Why John does introduce/begin his gospel in such manner? I personally thought of four reasons: 1) the prologue illustrates to us the main themes of the gospel such as the Logos, Life, Light, Grace and Truth, 2) the prologue illustrates to us that Jesus has divine origin, He is not just a human by nature but Jesus is the Incarnate Son of God, 3) the prologue illustrates to us the intimate relationship of Jesus to the Father – the entire ministry of Jesus was marked by the presence of God. God is Jesus’ witness in his ministry. 4) the prologue elucidate that God is a faithful and loving God. He concretized His love and faithfulness to us by giving His only Son born in flesh but divine by nature and origin.
What does John1:14a tell the message about? （Sr.

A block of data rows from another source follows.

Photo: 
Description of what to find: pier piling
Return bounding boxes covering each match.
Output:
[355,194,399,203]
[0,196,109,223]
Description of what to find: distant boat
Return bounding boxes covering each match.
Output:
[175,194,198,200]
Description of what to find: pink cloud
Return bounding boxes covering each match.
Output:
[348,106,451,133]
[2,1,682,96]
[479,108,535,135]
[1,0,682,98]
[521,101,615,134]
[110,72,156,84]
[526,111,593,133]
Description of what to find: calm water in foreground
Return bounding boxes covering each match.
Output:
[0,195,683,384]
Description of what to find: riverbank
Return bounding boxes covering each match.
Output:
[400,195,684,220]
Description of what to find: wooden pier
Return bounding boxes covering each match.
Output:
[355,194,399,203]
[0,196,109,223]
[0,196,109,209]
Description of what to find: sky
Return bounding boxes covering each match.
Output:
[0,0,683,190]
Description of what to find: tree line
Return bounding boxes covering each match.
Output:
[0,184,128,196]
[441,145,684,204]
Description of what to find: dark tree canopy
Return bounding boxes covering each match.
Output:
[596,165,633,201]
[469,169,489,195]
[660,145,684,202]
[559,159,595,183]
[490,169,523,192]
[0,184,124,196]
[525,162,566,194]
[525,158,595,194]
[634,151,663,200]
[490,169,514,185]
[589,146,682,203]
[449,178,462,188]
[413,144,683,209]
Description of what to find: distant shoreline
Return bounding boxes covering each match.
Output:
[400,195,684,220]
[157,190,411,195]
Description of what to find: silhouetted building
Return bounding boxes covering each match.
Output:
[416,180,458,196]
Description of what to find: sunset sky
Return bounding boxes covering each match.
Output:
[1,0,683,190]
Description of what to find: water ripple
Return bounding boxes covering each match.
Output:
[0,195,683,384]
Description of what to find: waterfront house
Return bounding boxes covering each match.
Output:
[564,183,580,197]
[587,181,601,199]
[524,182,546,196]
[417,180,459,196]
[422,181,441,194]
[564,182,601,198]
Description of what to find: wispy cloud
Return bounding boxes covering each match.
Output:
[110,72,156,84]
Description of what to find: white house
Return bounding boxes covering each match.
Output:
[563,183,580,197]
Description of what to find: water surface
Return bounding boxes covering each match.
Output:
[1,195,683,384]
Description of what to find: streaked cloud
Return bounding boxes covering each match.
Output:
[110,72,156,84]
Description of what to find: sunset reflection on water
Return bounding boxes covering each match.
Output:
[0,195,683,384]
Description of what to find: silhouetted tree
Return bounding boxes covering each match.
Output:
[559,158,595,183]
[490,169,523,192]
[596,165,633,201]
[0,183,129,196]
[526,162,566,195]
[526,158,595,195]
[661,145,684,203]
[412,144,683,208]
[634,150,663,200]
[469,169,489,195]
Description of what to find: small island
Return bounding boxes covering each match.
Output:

Che）
“And the Word became flesh and dwelt among us…” (John1:14a). This verse reminds me to rethink about the manifestation of God in the OT where it is about the “Shekinah”, “to dwell in a tent”, “God’s presence with his people”. A God like a traveler who is always a stranger to this earth, He is totally the otherness like the burning bush which Moses had seen. But He was the one who always accompany and guiding with his people Israel on the way to the Promised Land.
The Word of God in OT it also manifested the mighty deeds of God where the Word and action of God always go together, when “God said ‘Let there be light’, and then there was light” (Gn1:6), our God is a God who says and performance surely. God’s love and fidelity to his people where it manifest his trustworthy character as Exodus reveals us, He is “a God merciful and gracious, slow to anger, and abounding steadfast love and faithfulness (34:6).
In Matthew (the Logos) His name is “Immanuel”, in John is the “Word”, and John said “in the beginning” there he was, and the Word became flesh dwelt among us…full of grace and truth.”
We believe the Creatio per Verbum, we also believe further the Creatio ex nihilo (God’s creative activity) is true (ND19), and we surely believe the creatio continua totally is on going through the Word of God, the incarnation.
What does John1:14a tell the message about? The fidelity of God which leads us persistently continually to belief, and the Word of God (the incarnation of Christ) will continuously in guiding and accompany with us on this journey in the process of our creatio continua (to His Father).
Whoever this John really is, we thank God for him endlessly, for in his obscurity, he has made our Salvation known. In the end, this John can speak honestly of what his namesake has succinctly declared before the Messiah, “He must increase, but I must decrease.”